Adventures in lexical analysis of a selected set of Debian manpages, preliminary conclusions:
The third-most-prevalent 4gram is "1 author joey hess"
@joeyh. do you have anything to say for yourself?
1. Roughly 9,000 of 13,480 manpages lexilysed.
The other major research finding is that lexing a file at a time via associative arrays is vastly faster than catting. all 76MB of the corpus. 23 minutes, vs a user-terminated process at 355 minutes, less than 50% complete.
There are 10,557,717 words in the set.
137,435 of those are distinct across the corpus.
(Lowercased, other normalisation applied, may include numbers.)
10 most common words: the, to, is, a, of, and, in, for, this, be, if, or, that, file, with, are, by, 1, it. as.
620,437 instances of 'the'., 225,990 of 'to', 54,996 of 'as'.
"Default" isn't the default word, butit's ranked 29 (37,150 instances) followed by "option" at 30 (36,755).
After about rank 25 it becomes fairly clear this is a technical corpus: set, value, options, string, sytem, perl, user, data (but user first!), linux, information, mode, format, sorce, directory....
I'm looking at 2grams, etc.
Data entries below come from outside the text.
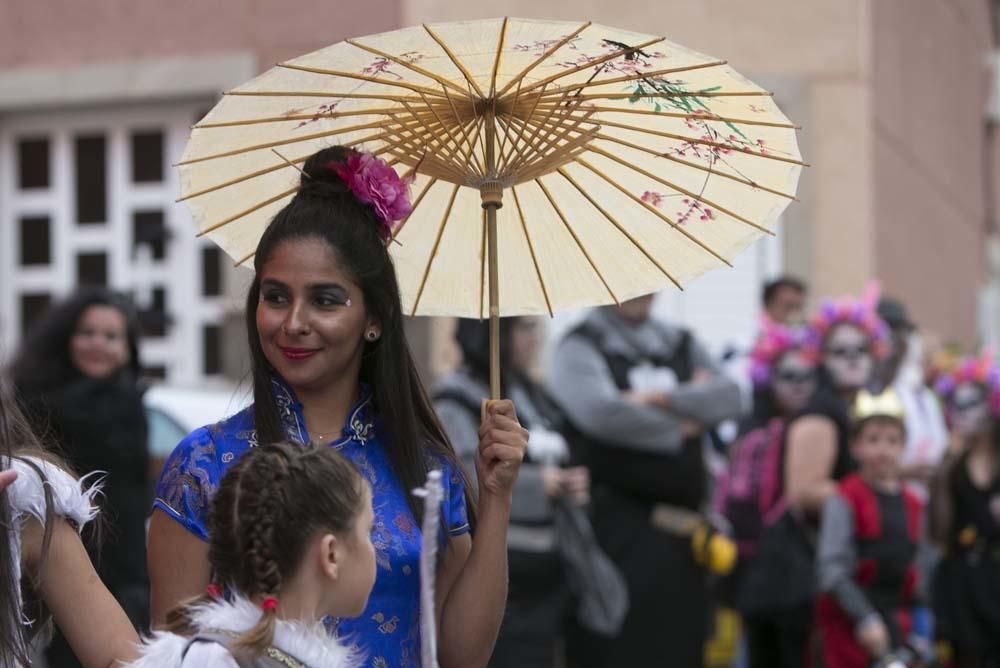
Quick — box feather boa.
[127,597,362,668]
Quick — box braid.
[245,454,289,596]
[191,441,366,657]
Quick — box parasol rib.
[198,186,299,237]
[511,107,600,173]
[601,120,809,167]
[510,188,555,318]
[564,102,802,130]
[490,16,510,97]
[233,250,257,267]
[392,178,438,241]
[595,134,799,202]
[345,39,465,94]
[497,83,542,171]
[175,154,312,202]
[403,97,462,161]
[524,37,666,93]
[191,107,399,130]
[556,167,684,290]
[535,179,621,304]
[505,85,569,172]
[223,90,420,102]
[550,90,774,100]
[445,90,486,176]
[497,82,521,160]
[496,21,591,98]
[479,208,487,320]
[174,121,385,167]
[423,23,486,97]
[392,112,465,177]
[557,60,728,90]
[576,158,733,267]
[416,89,482,175]
[410,185,460,316]
[278,63,456,95]
[590,146,774,237]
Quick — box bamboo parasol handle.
[479,105,503,401]
[481,189,502,401]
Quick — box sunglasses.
[951,397,986,413]
[774,369,816,385]
[826,343,871,360]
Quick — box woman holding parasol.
[149,147,527,667]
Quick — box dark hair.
[11,288,141,392]
[760,276,808,308]
[0,380,77,666]
[246,146,475,526]
[167,441,367,655]
[455,318,517,394]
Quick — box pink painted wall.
[0,0,402,69]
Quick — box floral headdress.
[934,350,1000,416]
[807,281,889,359]
[750,315,806,387]
[324,150,413,241]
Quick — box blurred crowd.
[1,277,1000,668]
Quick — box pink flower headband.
[806,281,889,359]
[324,150,413,241]
[750,315,806,387]
[934,350,1000,416]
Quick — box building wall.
[0,0,989,380]
[870,0,991,345]
[403,0,990,354]
[0,0,401,69]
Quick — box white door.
[0,100,225,384]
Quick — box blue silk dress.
[153,380,469,668]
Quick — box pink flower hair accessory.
[806,281,889,359]
[750,315,811,387]
[934,349,1000,417]
[324,150,413,241]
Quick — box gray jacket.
[549,307,741,454]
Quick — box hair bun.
[299,146,350,194]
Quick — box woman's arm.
[436,401,528,668]
[437,496,510,668]
[21,518,139,668]
[785,415,837,515]
[146,509,209,628]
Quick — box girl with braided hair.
[130,442,375,668]
[148,146,527,668]
[0,381,138,668]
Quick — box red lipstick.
[278,346,318,361]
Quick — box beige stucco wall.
[0,0,401,69]
[402,0,990,345]
[0,0,989,352]
[870,0,991,344]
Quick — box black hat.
[876,297,916,331]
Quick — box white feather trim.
[413,470,444,668]
[3,457,103,529]
[0,457,102,625]
[126,631,188,668]
[128,597,362,668]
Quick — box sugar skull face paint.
[771,350,816,413]
[823,323,875,390]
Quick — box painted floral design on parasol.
[180,18,804,396]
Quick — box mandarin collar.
[271,376,375,447]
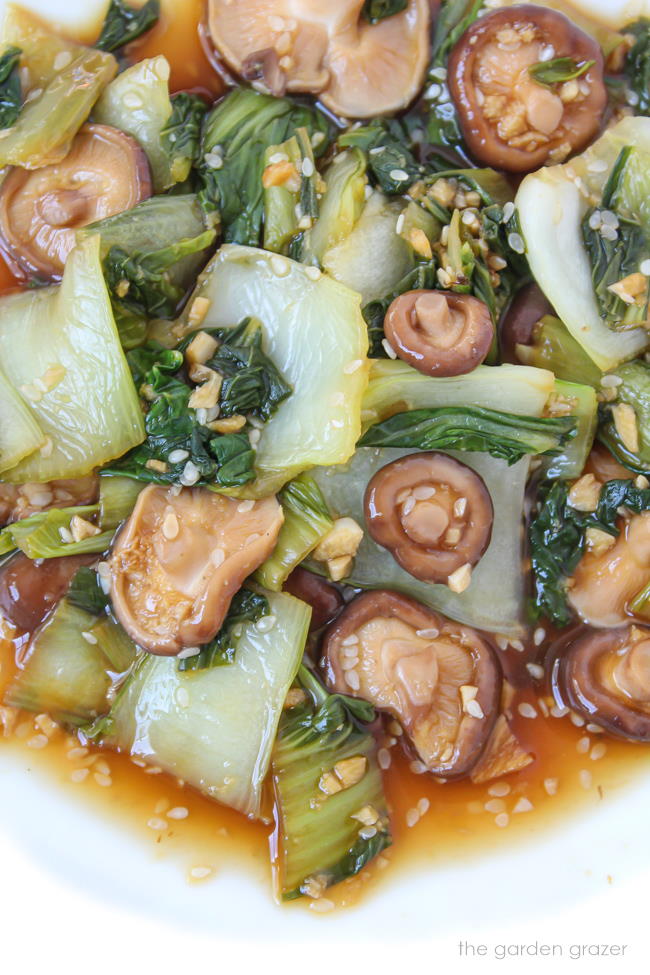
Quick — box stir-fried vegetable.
[272,667,391,900]
[94,593,310,818]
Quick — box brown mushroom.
[364,451,494,591]
[0,124,151,280]
[323,589,501,778]
[0,474,99,525]
[208,0,431,118]
[0,552,97,633]
[447,4,607,172]
[384,290,494,376]
[552,626,650,741]
[110,485,283,655]
[568,511,650,626]
[282,566,345,631]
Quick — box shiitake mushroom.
[110,485,284,656]
[384,289,494,376]
[551,625,650,742]
[364,451,494,584]
[323,589,501,778]
[447,4,607,172]
[0,552,97,633]
[0,123,151,280]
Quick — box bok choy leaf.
[178,588,270,671]
[359,406,576,464]
[95,0,160,51]
[272,667,391,900]
[0,4,117,169]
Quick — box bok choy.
[272,667,391,900]
[0,237,144,483]
[92,593,310,818]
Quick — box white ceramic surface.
[0,0,650,975]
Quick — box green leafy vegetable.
[424,0,483,149]
[103,230,216,318]
[338,118,425,195]
[359,406,575,464]
[516,315,603,386]
[95,0,160,51]
[107,342,255,487]
[65,565,108,616]
[272,667,391,900]
[528,58,596,88]
[0,44,23,129]
[361,0,408,24]
[199,88,329,245]
[91,593,310,818]
[160,91,208,183]
[178,589,270,671]
[0,504,114,559]
[598,359,650,474]
[528,481,650,626]
[0,236,144,484]
[623,17,650,115]
[255,474,333,592]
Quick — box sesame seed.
[485,799,506,813]
[406,809,420,829]
[517,701,537,718]
[167,806,190,819]
[488,782,510,796]
[377,748,392,770]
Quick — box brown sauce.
[0,0,650,906]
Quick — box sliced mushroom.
[0,552,97,633]
[569,511,650,626]
[208,0,431,118]
[552,626,650,741]
[0,124,151,279]
[470,714,535,785]
[110,485,283,655]
[324,590,501,778]
[364,451,494,585]
[384,290,494,376]
[447,4,607,172]
[283,566,345,631]
[0,474,99,525]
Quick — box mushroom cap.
[323,589,501,778]
[568,511,650,627]
[384,289,494,376]
[364,451,494,583]
[447,4,607,172]
[208,0,431,118]
[551,625,650,741]
[0,123,151,280]
[110,485,283,655]
[0,552,97,633]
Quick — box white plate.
[0,0,650,975]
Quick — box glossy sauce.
[0,0,650,906]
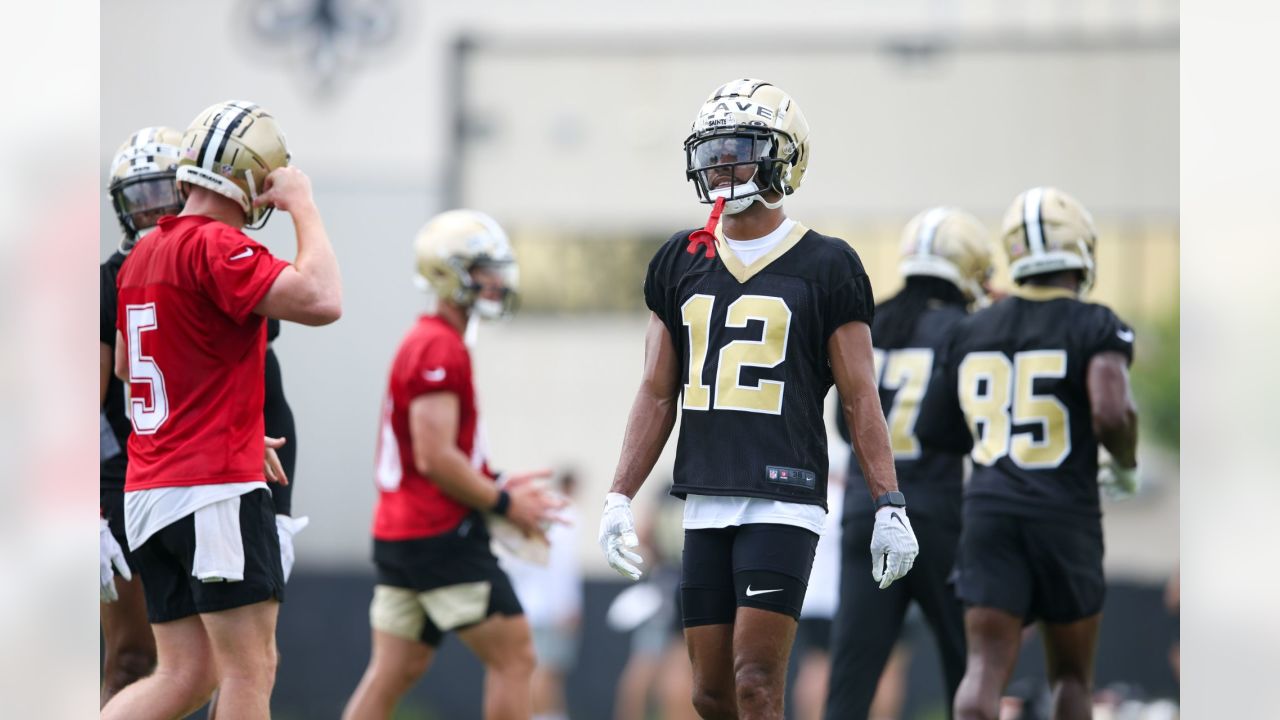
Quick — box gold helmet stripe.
[1023,187,1044,255]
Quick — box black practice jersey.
[644,223,874,509]
[916,286,1134,518]
[836,300,966,523]
[97,252,132,492]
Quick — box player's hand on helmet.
[1098,456,1142,500]
[262,436,289,486]
[499,470,568,542]
[600,492,644,580]
[275,515,311,582]
[872,505,920,589]
[253,165,315,213]
[97,518,133,602]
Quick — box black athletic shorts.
[955,504,1106,623]
[796,618,832,652]
[680,523,818,628]
[370,512,525,647]
[97,488,138,575]
[133,488,284,624]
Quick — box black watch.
[876,489,906,510]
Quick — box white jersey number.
[124,302,169,436]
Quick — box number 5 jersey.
[644,223,874,509]
[115,215,288,492]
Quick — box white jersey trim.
[684,495,827,536]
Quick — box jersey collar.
[716,222,809,283]
[1012,284,1080,302]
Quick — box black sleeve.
[823,247,876,341]
[1080,305,1134,364]
[915,333,973,455]
[644,231,689,320]
[97,263,115,350]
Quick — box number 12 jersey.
[644,223,874,509]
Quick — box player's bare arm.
[609,313,680,497]
[827,323,897,498]
[408,392,564,541]
[253,167,342,325]
[1087,351,1138,468]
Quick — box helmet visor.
[471,261,520,319]
[689,133,773,199]
[111,173,183,233]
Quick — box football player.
[916,187,1138,720]
[99,127,182,705]
[827,208,992,720]
[343,210,563,720]
[599,78,916,719]
[102,101,342,719]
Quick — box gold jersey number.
[680,295,791,415]
[873,347,933,460]
[959,350,1071,470]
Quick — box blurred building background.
[100,0,1179,719]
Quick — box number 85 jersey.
[916,286,1134,518]
[644,223,874,509]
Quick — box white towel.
[191,496,244,583]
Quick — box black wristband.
[490,489,511,515]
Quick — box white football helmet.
[178,100,289,229]
[685,78,809,215]
[413,210,520,319]
[106,127,182,254]
[899,208,995,305]
[1001,187,1098,295]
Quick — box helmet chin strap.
[708,179,782,215]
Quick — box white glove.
[275,515,311,583]
[872,505,920,589]
[1098,456,1142,500]
[600,492,644,580]
[97,518,133,602]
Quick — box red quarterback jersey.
[115,215,288,492]
[374,315,492,541]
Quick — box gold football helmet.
[106,126,182,254]
[1001,187,1098,295]
[685,78,809,215]
[899,208,995,304]
[413,210,520,319]
[178,100,289,229]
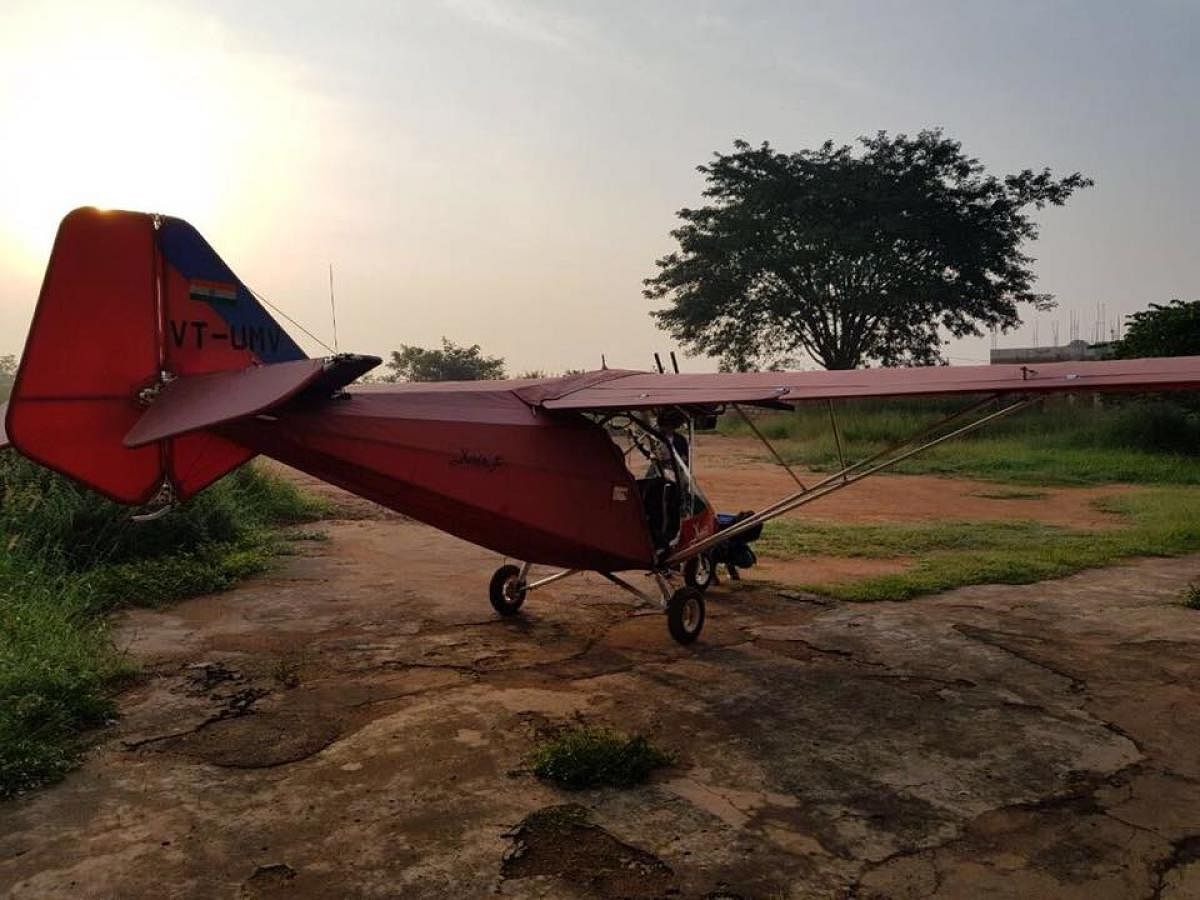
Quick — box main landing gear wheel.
[487,565,528,616]
[667,588,704,644]
[683,553,714,592]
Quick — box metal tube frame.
[730,403,809,491]
[511,563,674,610]
[666,395,1038,565]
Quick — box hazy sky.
[0,0,1200,373]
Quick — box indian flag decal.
[187,278,238,304]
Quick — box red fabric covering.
[7,209,162,504]
[542,356,1200,409]
[222,383,653,571]
[124,359,324,446]
[6,209,272,504]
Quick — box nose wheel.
[667,588,704,644]
[487,565,528,616]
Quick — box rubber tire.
[683,553,716,592]
[667,588,704,646]
[487,565,528,616]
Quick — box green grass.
[0,454,325,798]
[757,487,1200,601]
[1181,584,1200,610]
[530,726,674,790]
[721,397,1200,485]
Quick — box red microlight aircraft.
[0,209,1200,643]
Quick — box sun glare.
[0,7,324,265]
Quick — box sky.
[0,0,1200,374]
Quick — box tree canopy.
[644,130,1092,370]
[1116,298,1200,359]
[382,337,504,382]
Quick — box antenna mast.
[329,263,337,354]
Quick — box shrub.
[532,726,674,790]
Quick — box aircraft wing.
[540,356,1200,410]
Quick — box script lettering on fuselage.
[167,319,283,353]
[450,450,504,472]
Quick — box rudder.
[6,208,305,504]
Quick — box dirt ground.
[0,440,1200,900]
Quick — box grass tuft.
[0,452,326,798]
[758,487,1200,601]
[720,396,1200,485]
[530,726,674,790]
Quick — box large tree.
[644,130,1092,370]
[1116,298,1200,359]
[380,337,504,382]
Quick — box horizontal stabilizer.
[124,353,382,448]
[124,359,325,448]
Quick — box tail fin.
[6,209,306,504]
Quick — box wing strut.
[666,394,1038,565]
[729,403,809,491]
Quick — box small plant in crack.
[1182,582,1200,610]
[530,725,676,790]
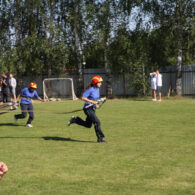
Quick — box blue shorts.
[156,86,162,93]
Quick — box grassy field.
[0,99,195,195]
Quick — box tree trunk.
[74,0,84,97]
[176,49,182,95]
[104,0,112,98]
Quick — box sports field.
[0,98,195,195]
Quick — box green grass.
[0,99,195,195]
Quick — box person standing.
[9,74,17,103]
[1,72,11,103]
[14,82,44,127]
[68,75,105,142]
[156,70,162,102]
[150,72,157,101]
[0,162,8,180]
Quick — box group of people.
[150,70,162,101]
[11,75,105,142]
[0,72,17,105]
[0,75,105,179]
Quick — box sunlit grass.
[0,98,195,195]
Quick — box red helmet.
[29,82,37,89]
[92,75,103,85]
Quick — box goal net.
[43,78,78,100]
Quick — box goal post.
[43,78,78,100]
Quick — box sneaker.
[14,115,18,123]
[26,124,33,127]
[97,139,106,143]
[68,116,76,126]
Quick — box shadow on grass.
[42,137,94,143]
[0,136,96,143]
[0,123,24,126]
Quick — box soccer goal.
[43,78,78,100]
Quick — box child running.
[14,82,44,127]
[68,75,105,142]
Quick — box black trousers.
[15,104,34,124]
[75,108,104,139]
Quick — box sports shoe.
[68,116,76,126]
[26,124,33,127]
[14,115,18,123]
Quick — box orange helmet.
[92,75,103,85]
[29,82,37,89]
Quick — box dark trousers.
[75,109,104,139]
[15,104,34,124]
[1,88,11,103]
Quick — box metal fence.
[19,65,195,96]
[161,65,195,96]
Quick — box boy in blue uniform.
[68,75,105,142]
[14,82,44,127]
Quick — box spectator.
[156,70,162,102]
[150,72,157,101]
[1,72,10,102]
[9,74,17,102]
[0,162,8,180]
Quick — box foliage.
[0,0,195,96]
[0,98,195,195]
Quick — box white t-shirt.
[150,73,156,90]
[156,74,162,87]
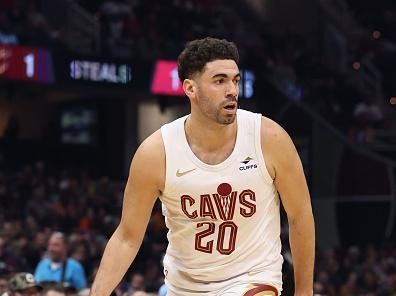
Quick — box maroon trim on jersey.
[213,191,238,221]
[243,284,278,296]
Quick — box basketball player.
[91,38,314,296]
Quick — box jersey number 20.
[195,221,238,255]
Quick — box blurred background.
[0,0,396,296]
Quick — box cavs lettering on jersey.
[160,110,283,292]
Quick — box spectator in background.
[42,285,66,296]
[35,232,87,290]
[8,272,42,296]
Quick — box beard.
[197,91,238,125]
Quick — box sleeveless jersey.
[160,109,283,292]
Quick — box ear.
[183,79,196,99]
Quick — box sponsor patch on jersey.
[239,156,257,171]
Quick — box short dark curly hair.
[177,37,239,81]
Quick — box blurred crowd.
[0,0,396,144]
[0,163,396,296]
[0,163,167,295]
[0,0,396,296]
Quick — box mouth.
[223,102,238,111]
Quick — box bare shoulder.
[261,116,297,179]
[130,130,165,190]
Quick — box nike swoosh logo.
[176,168,197,177]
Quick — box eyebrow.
[212,73,241,79]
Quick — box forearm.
[90,229,140,296]
[289,210,315,296]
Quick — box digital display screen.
[151,60,256,99]
[69,59,132,84]
[0,45,54,83]
[151,60,184,96]
[60,107,98,144]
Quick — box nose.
[226,81,239,99]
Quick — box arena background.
[0,0,396,295]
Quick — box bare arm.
[262,118,315,296]
[91,131,165,296]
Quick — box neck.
[184,114,237,152]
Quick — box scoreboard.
[0,45,54,83]
[0,45,256,99]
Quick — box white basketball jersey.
[160,110,283,292]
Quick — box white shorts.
[165,271,282,296]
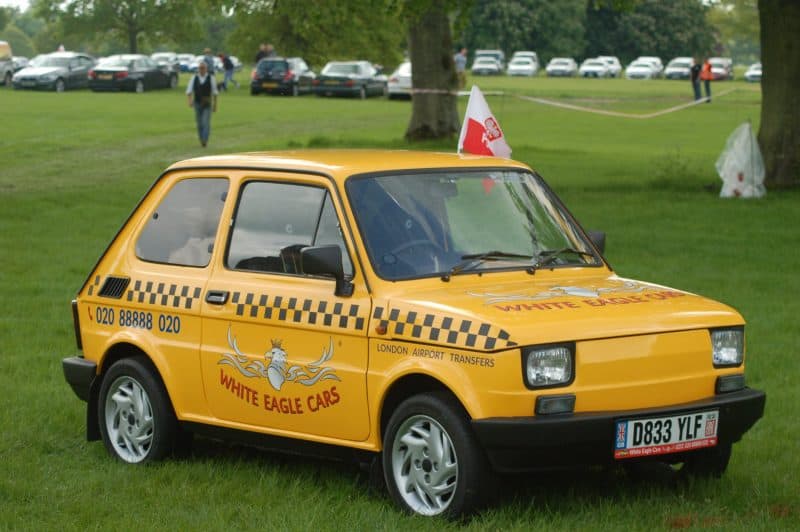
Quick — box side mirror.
[300,244,353,297]
[586,231,606,255]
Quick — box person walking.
[186,61,218,148]
[689,57,703,101]
[700,57,714,103]
[453,48,467,90]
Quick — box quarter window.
[136,178,228,267]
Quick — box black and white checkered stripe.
[372,306,517,351]
[127,280,202,309]
[231,292,369,331]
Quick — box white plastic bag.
[716,122,766,198]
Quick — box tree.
[35,0,205,53]
[758,0,800,187]
[406,0,459,140]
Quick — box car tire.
[97,356,179,464]
[681,443,733,478]
[381,392,492,517]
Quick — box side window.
[226,181,352,274]
[136,178,228,267]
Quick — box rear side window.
[136,178,228,267]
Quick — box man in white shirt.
[186,61,219,148]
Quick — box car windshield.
[97,55,133,68]
[322,63,359,76]
[347,169,600,280]
[35,56,69,68]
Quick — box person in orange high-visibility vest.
[700,58,714,103]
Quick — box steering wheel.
[383,239,442,273]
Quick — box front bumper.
[61,357,97,402]
[472,388,767,472]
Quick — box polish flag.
[458,85,511,159]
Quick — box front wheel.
[382,392,491,517]
[97,357,178,464]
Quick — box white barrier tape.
[517,88,736,120]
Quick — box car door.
[201,176,370,441]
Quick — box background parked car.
[708,57,733,80]
[578,59,609,78]
[12,52,95,92]
[313,61,388,99]
[250,57,316,96]
[664,57,694,79]
[150,52,181,72]
[744,63,761,83]
[11,55,30,72]
[0,41,14,87]
[506,57,539,76]
[388,61,411,99]
[470,56,503,76]
[178,54,194,72]
[597,55,622,78]
[625,59,658,79]
[634,55,664,78]
[544,57,578,77]
[89,54,178,92]
[475,50,506,71]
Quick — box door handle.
[206,290,230,305]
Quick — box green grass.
[0,78,800,530]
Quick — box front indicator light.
[523,345,575,388]
[711,327,744,367]
[536,394,575,416]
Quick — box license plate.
[614,410,719,460]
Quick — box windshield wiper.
[526,248,594,275]
[442,250,533,282]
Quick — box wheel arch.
[378,373,471,447]
[86,341,175,441]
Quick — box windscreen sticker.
[217,327,341,414]
[467,281,687,312]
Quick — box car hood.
[373,272,744,351]
[18,67,64,77]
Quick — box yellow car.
[63,150,766,516]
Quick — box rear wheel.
[382,392,491,517]
[97,356,178,464]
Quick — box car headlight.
[711,327,744,367]
[522,344,575,388]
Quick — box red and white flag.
[458,85,511,159]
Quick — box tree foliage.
[463,0,586,59]
[222,0,406,68]
[35,0,206,53]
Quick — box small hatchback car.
[63,151,765,516]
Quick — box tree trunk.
[406,0,459,140]
[758,0,800,188]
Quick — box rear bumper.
[472,388,766,472]
[61,357,97,402]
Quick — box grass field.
[0,72,800,530]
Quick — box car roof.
[167,149,529,182]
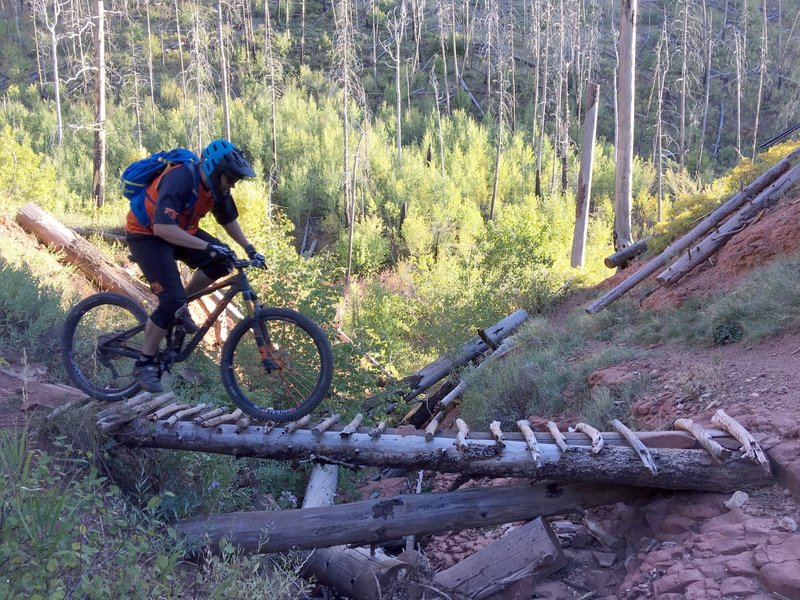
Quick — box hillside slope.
[0,195,800,600]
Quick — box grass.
[461,318,648,429]
[0,429,305,600]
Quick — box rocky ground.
[360,196,800,600]
[0,201,800,600]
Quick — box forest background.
[0,0,800,393]
[0,0,800,598]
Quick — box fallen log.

Have to hand-copy terms to the tablet, so I'll stop live-blogging. Kind of fun though.
Top 2grams: of the, in the, to the. "this option" at #14 (13370) is the first, and0-indexed, 1337 term.
(I am seriously not making this up.)
3grams evenmore obviously technical. "linux programmer's manual", "about reporting bugs"
Trying to get a robust 3gram count, which is where awk and associative arrays bring this box to its knees. I may need to include only local-doc ngrams above some threshold....
From the bash manpage, something over 95% of 3grams are singletons.
Expanding that to 1000 manpages: 417,789 3grams, max in-doc freq: 95, mean, 1.173, 95%ile: 2
95 instances: "the value of" (from a subset).
Killed the 3gram tally at 28 minutes, trying in-file count> 1.